Initial sFH 13 production versions suffered from a fragile recoil system that tended to break from the violent forces inherent in the firing operation, this related to a weak internal spring system. A revised version appeared based on a pressurized air system that added some weight but did little to detract from the required operation. Once in practice, the sFH 13 was initially prone to exploding barrels early in their service lives which could kill the crew in the process. This resulted in the series being fitted with a longer barrel as well as some revision to the internal workings.
With the modifications in place, the sFH 13 went on to prove a major asset to the actions of the German Army, particular in 1914, when her main adversaries - the British and the French - held little in the way of matching such a powerful artillery piece. These gun systems were towed into place by whatever means were available (pack animal, car, tractor, etc...) and operated under the professionalism of trained gunnery crews. The design was typified by its multi-spoked metal wheels straddling the gun mount. The wheels were attached to a tow carriage categorized as a "box trail". The gun mount fitted the large-caliber main armament as well as a thin metal shield for relative protection for the crew. Weight was listed at 4,960lbs while her running length measured in at 8.3 feet with the L/17 series barrel measuring 6.9 feet. The fired projectiles consisted of the shell and a charge with each shell weighing in at 93lbs and was of the High-Explosive (HE) variety for maximum shock effect. The gun operated from a horizontal sliding breech block and recoil was contained by way of a hydro-spring variable system. The main gun featured an elevation limitation of +45 to -4 degrees (up-and-down) and a 9-degree traverse (side-to-side). A trained crew could let off up to three rounds per minute while muzzle velocity was rated at 1,250 feet. Effective range was out to 9,400 yards. It was not wholly uncommon for the service life of a single sFH 13 gun to report the firing of some 25,000 shells before all was said and done.

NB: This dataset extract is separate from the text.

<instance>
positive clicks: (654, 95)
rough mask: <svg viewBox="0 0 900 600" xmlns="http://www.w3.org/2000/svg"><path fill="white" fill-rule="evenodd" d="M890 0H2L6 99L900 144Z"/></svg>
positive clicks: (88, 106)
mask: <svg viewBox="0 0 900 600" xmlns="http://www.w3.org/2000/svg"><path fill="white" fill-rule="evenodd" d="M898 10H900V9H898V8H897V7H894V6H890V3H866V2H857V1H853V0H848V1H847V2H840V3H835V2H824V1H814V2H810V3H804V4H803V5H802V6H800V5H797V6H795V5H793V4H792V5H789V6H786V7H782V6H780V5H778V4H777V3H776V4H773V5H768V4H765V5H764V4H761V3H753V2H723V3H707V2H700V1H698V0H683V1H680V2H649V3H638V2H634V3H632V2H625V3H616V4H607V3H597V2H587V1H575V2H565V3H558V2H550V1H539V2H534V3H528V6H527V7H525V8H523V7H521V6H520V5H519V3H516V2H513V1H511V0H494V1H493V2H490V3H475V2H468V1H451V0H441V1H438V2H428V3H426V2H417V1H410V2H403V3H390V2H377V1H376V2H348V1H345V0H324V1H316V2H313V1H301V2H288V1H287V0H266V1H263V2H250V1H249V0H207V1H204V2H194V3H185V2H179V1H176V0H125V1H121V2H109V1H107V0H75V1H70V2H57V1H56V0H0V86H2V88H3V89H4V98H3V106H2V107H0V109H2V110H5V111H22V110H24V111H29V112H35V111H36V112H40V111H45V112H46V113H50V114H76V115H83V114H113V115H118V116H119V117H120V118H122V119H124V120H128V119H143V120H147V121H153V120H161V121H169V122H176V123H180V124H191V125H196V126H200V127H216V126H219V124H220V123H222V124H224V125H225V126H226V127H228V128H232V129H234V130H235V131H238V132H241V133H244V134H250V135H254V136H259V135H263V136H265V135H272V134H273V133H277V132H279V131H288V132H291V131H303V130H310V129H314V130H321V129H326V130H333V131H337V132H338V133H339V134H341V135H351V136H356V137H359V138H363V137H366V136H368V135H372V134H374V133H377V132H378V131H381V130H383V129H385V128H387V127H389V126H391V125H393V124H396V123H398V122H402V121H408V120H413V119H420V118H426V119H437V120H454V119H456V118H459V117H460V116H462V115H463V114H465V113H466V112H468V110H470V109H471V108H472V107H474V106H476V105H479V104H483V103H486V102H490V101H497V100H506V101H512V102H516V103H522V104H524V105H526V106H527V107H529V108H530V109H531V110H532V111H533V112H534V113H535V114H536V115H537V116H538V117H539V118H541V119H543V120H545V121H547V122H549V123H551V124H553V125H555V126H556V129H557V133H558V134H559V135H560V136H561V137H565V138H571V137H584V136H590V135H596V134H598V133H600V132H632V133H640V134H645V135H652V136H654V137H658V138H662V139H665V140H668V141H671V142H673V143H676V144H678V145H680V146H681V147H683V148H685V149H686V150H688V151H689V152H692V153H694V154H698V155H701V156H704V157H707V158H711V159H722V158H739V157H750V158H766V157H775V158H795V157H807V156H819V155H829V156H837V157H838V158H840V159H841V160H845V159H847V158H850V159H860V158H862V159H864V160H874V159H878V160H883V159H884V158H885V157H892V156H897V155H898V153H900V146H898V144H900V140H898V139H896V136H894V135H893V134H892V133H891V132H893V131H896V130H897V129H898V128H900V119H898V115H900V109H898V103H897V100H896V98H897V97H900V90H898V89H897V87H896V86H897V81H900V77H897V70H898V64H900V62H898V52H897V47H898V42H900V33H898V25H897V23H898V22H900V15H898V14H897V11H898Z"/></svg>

Belgium and Netherlands both received former German Empire sFH 13s as part of the reparations following World War 1. When Germany conquered both Belgium and the Netherlands in the opening rounds of World War 2, the German Army reconstituted their old sFH 13 guns into German Army service under the respective designations of sFH 409(b) and sFH 406(h). Despite their early usefulness, the sFH 13 led a short existence in World War 2, ultimately outmoded by newer and more powerful offerings.
Despite its obvious firepower and reliability, if the sFH 13 series suffered from one drawback it was in her limited range. Nevertheless, she remained highly mobile and could deliver a lethal dose of artillery against even the most dug-in of enemy troops. German Empire generals certainly considered the sFH 13 series as one of their most important pieces of the First World War.